夫である以上、断るのもなんか違う気がする。
「ほら、もう行く時間でしょ?」
「ああ。じゃあ行ってくる」
「うん。行ってらっしゃい」
藍が仕事に出掛けるのを見送ったわたしは、食器の片付けをした。
そして藍が忘れ物をしていることに気付いた。
「もう、藍ってば……忘れ物してるじゃん」
わたしと両想になったからって浮かれてるのね。届けてあげないとダメだよね……。しょうがない、届けてあげるか。

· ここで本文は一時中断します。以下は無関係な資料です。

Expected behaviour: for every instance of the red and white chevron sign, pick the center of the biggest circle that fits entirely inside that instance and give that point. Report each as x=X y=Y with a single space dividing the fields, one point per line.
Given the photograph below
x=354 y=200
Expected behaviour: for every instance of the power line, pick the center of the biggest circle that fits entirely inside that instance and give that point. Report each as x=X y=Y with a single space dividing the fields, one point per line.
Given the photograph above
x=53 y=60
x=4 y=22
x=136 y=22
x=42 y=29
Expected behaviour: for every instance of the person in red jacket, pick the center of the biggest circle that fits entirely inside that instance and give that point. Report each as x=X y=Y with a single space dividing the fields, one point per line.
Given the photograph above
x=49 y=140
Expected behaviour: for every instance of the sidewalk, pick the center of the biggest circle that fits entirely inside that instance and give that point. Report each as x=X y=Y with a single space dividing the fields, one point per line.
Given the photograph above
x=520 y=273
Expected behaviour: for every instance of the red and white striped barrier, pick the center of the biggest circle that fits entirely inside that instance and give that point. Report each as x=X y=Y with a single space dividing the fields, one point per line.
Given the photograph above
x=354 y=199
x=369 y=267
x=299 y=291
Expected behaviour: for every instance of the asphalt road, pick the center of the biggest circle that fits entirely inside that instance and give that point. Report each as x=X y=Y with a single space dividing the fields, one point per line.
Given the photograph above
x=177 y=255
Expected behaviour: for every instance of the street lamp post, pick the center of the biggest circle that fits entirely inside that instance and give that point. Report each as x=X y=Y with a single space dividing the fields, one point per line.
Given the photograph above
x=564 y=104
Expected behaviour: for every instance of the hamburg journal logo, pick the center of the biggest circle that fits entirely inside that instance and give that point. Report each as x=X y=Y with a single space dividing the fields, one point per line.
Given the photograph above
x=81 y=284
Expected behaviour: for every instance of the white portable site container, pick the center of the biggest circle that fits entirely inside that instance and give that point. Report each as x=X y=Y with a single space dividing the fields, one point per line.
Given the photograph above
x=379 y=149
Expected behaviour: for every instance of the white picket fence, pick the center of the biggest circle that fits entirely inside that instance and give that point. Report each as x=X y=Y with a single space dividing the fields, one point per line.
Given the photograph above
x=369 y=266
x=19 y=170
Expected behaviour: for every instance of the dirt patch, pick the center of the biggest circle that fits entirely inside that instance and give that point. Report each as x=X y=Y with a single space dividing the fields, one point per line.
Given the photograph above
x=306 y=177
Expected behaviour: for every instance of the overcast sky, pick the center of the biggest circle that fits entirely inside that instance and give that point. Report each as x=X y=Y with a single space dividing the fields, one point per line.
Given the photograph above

わたしはスマホと一応お財布、そしてカードキーを持ち急いでエレベーターで一階まで降りた。
「どこだろう……?」
そんなに遠くまでは、行ってないはずだと思うけど……。
藍のことを探して歩いていると、遠くで藍を見つけた。
「え……?」
だけど、藍はそこに一人じゃなかった。なぜか隣には、仲良さそうな女性がいたのだ。